Area of Expertise:
Chromatin and histone modifications: In the eukaryotic cell, the precise organization and regulation of chromatin is critical for many cellular processes such as transcription, replication, recombination, repair, and chromosomal segregation. Although chromatin is defined as DNA associated with proteins, the fundamental repeating unit of chromatin is the nucleosome. The nucleosome consists of two copies of each core histone protein (H3, H4, H2A, and H2B) and 146 base pairs of DNA that wraps twice around them. Histone proteins contain a central histone-fold domain and N- and C-terminal tail domains that are subjected to extensive posttransitional modifications. Since posttransitional modifications on histones such as acetylation, phosphorylation, ubiquitination, and/or methylation can influence the chromatin environment and ultimately gene expression, we are interested in studying the enzymes and their associated proteins that mediate these modifications and how misregulation of these enzymes can lead to a disease state.
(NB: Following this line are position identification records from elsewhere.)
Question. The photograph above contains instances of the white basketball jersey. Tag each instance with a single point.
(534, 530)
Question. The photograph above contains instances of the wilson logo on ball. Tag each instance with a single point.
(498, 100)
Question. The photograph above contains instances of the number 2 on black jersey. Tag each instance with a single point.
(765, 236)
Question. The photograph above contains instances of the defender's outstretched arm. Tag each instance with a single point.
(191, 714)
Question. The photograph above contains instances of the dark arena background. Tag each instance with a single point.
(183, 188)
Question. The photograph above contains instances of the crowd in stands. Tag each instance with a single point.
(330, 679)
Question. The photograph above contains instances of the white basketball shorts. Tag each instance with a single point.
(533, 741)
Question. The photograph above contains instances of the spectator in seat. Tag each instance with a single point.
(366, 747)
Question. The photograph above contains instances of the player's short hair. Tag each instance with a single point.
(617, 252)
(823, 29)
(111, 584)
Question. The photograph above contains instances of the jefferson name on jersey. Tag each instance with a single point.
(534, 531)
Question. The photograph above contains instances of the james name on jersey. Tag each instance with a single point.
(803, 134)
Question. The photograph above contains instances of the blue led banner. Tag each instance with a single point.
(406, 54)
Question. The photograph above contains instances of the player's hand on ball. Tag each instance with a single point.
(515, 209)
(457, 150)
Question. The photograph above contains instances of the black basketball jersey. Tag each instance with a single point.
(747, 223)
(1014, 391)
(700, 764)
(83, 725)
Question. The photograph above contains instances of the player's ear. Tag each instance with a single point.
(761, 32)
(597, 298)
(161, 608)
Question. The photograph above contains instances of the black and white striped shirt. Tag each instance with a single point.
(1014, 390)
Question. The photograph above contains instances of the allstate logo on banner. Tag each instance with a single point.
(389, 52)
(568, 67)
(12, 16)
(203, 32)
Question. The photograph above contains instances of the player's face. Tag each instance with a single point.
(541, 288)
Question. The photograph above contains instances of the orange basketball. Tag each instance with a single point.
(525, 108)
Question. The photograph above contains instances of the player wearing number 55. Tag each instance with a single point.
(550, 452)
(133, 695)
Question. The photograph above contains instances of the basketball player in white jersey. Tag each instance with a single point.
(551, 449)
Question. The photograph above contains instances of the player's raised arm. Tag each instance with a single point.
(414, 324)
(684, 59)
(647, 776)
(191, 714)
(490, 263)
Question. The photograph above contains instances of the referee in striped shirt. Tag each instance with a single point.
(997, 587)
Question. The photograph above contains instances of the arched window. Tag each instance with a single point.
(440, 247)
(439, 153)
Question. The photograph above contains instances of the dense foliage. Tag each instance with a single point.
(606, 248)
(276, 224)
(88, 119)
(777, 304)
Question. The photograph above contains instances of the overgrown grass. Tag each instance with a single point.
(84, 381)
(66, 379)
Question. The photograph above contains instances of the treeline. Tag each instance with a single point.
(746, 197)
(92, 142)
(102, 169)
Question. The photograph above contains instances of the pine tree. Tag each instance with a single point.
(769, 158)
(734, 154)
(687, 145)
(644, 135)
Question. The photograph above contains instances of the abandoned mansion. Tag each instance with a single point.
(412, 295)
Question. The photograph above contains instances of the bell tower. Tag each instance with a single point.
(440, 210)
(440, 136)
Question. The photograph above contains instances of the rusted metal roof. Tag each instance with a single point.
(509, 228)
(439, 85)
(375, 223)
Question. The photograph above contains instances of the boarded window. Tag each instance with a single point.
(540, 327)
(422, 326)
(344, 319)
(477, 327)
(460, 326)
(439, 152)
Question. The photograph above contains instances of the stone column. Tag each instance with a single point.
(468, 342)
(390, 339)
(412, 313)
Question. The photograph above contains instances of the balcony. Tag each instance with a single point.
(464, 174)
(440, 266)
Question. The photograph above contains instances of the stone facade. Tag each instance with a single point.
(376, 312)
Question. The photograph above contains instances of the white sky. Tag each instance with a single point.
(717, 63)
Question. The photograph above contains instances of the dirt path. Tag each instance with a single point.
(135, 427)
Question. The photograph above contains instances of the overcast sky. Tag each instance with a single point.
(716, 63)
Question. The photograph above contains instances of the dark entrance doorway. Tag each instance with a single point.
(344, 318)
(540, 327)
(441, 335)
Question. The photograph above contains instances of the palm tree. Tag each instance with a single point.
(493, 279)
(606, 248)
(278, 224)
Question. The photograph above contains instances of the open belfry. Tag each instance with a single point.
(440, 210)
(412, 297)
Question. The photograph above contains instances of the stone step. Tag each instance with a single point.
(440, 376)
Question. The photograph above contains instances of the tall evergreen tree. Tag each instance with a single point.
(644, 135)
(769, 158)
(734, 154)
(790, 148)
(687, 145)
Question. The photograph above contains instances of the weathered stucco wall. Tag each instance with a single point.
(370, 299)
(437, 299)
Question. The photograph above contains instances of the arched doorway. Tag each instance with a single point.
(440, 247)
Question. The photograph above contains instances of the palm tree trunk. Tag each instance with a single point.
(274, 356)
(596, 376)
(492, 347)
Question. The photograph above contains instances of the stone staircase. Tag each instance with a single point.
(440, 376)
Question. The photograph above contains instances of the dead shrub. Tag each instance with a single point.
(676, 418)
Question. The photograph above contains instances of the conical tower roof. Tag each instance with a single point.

Histone methyltransferases and Cancer: Many SET domain-containing proteins have been associated with human cancers suggesting that they play an important regulatory roll in the cell. However, only a few have been identified as histone methyltransferases such as MLL1 and EZH2. Many of these SET domain-containing proteins are found either mutated, chromosomal translocated, or over-expressed when isolated from oncogenic cells. Therefore, we are interested in determining how mis-regulation and/or aberrant expression of these methyltransferases can lead to an oncogenic event and how aberrant histone methylation may play a role in oncogenesis.